Lower within-individual visit-to-visit variability in blood pressure readings in the amlodipine/perindopril combination treatment arm of the ASCOT study has been shown to account for the more effective stroke reduction rate with this combination compared to atenolol and diuretic-based therapies, despite overall similar blood pressure lowering.
This finding was presented at the late-breaking clinical trial session of the American College of Cardiology congress and was published simultaneously in the Lancet Neurology edition online.1
‘These findings have major clinical implications for the management of patients with hypertension’, said Peter Sever, FRCP, a professor of clinical pharmacology and therapeutics and co-director of the International Centre for Circulatory Health, Imperial College, London. ‘This data convincingly demonstrates that patients with more variation in their blood pressure levels are at greatest risk of future heart attacks and strokes, and that reducing variability is a key goal of treatment.’2
For the ASCOT-BPLA study, researchers recruited 19 257 patients with high blood pressure, averaging 164/95 mmHg at rest. Patients were randomly assigned to treatment with the calcium channel blocker amlodipine with or without the ACE inhibitor perindopril, or to treatment with the beta-blocker atenolol with or without the diuretic bendroflumethiazide.During 5.5 years of follow up, blood pressure variability was determined by comparing multiple blood pressure readings taken at each visit and at several different visits.
The Medical Research Council (MRC) trial of 4 396 elderly hypertensive patients treated with atenolol, a diuretic combination, or placebo, were also evaluated for blood pressure variability and the results were included in this study.3
Researchers found that between-visit blood pressure variability was significantly greater among patients treated in the atenolol arm than those in the amlodipine/perindopril arm of ASCOT. In addition, when researchers compared patients at the highest one-tenth for between-visit blood pressure variability to those at the lowest one-tenth, they found a strong link with increased risk of stroke.

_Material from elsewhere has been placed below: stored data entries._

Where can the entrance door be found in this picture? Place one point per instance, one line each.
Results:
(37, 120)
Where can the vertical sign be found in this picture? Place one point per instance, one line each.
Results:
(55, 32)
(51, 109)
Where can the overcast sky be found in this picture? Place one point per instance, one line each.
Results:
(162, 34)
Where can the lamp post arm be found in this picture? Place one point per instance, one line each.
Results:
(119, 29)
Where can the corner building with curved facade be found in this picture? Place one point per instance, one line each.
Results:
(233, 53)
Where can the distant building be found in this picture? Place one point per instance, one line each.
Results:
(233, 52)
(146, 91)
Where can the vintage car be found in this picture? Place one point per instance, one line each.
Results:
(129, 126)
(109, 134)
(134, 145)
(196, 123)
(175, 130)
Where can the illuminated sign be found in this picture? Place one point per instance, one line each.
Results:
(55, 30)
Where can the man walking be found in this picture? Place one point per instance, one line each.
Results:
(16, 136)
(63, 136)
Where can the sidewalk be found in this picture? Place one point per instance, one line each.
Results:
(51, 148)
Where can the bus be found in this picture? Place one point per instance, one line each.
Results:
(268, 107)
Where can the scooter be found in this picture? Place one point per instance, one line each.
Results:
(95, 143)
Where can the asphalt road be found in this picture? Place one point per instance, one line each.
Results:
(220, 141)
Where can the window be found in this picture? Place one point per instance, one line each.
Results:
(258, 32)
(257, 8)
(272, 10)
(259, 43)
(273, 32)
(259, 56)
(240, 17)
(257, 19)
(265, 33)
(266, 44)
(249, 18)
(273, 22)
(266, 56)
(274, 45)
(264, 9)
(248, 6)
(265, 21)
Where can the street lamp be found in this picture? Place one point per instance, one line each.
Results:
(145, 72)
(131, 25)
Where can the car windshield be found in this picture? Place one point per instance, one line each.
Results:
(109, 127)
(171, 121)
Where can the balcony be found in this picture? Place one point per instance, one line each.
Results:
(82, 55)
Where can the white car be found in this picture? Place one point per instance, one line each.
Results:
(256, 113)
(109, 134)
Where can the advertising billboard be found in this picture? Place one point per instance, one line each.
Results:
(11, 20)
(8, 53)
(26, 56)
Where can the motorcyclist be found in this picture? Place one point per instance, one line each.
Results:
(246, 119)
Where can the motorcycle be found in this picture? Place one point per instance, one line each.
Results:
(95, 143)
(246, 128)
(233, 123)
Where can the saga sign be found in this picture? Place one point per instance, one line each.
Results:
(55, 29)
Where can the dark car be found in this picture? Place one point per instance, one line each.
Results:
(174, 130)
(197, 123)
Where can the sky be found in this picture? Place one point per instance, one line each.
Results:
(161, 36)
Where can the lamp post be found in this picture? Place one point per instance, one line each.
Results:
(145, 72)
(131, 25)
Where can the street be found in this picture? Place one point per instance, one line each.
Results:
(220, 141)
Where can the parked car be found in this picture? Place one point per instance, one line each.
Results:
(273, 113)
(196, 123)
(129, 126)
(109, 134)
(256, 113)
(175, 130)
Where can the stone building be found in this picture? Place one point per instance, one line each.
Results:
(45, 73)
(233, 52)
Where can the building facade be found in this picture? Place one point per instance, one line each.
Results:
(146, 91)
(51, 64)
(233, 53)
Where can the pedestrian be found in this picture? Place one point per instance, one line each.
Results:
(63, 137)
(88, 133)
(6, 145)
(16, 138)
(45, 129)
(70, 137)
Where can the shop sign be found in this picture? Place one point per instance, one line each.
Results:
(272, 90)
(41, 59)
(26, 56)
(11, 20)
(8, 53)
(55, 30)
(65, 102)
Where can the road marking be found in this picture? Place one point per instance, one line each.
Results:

In the beta-blocker group, patients with high blood pressure variability faced a risk of stroke 4.06 times that of those with low blood pressure variability. In the amlodipine/perindopril group, the risk of stroke was 3.8 times higher among patients with high blood pressure variability.
A similar pattern linked high blood pressure variability to an increased risk for heart attack and other coronary events. The overall risk of stroke was 22% lower among patients treated with amlodipine/ perindopril when compared to those treated with the beta blocker/thiazide diuretic, a difference that could be entirely explained by differences in blood pressure variability, researchers found.
In the ASCOT-BPLA trial, the researchers were also able to look at within-visit variability and variability on 24-hour ambulatory blood pressure monitoring (ABPM). In the ABPM substudy, reduced variability in daytime systolic blood pressure (SBP) in the amlodipine group (p < 0.0001) partly accounted for the reduced risk of vascular events, but reduced visit-to-visit variability in clinic SBP had a greater effect.
In the MRC trial, all measures of within-individual visit-to-visit variability in SBP were increased in the atenolol group compared with both the placebo and diuretic groups during initial follow up (all p < 0.0001). Subsequent temporal trends in variability in blood pressure during follow up in the atenolol group correlated with trends in stroke risk.
‘The greater reduction in variability among patients treated with amlodipine and perindopril may be best explained by their more profound effects on blood vessel relaxation, compared to beta-blockers’, Sever said. He and his co-investigators believe that clinical guidelines and future drug trials must take into account the importance of blood pressure variability in the management of patients, not simply the extent to which a drug lowers average levels of blood pressure. This aspect will need to be reported on in more detail in future trials.
The hypothesis that erratic blood pressure levels could be an important factor in determining the risk of future strokes was originally proposed by Peter M Rothwell, MD, PhD, of the Stroke Prevention Research Unit, University Department of Clinical Neurology, John Radcliffe Hospital, Oxford, UK.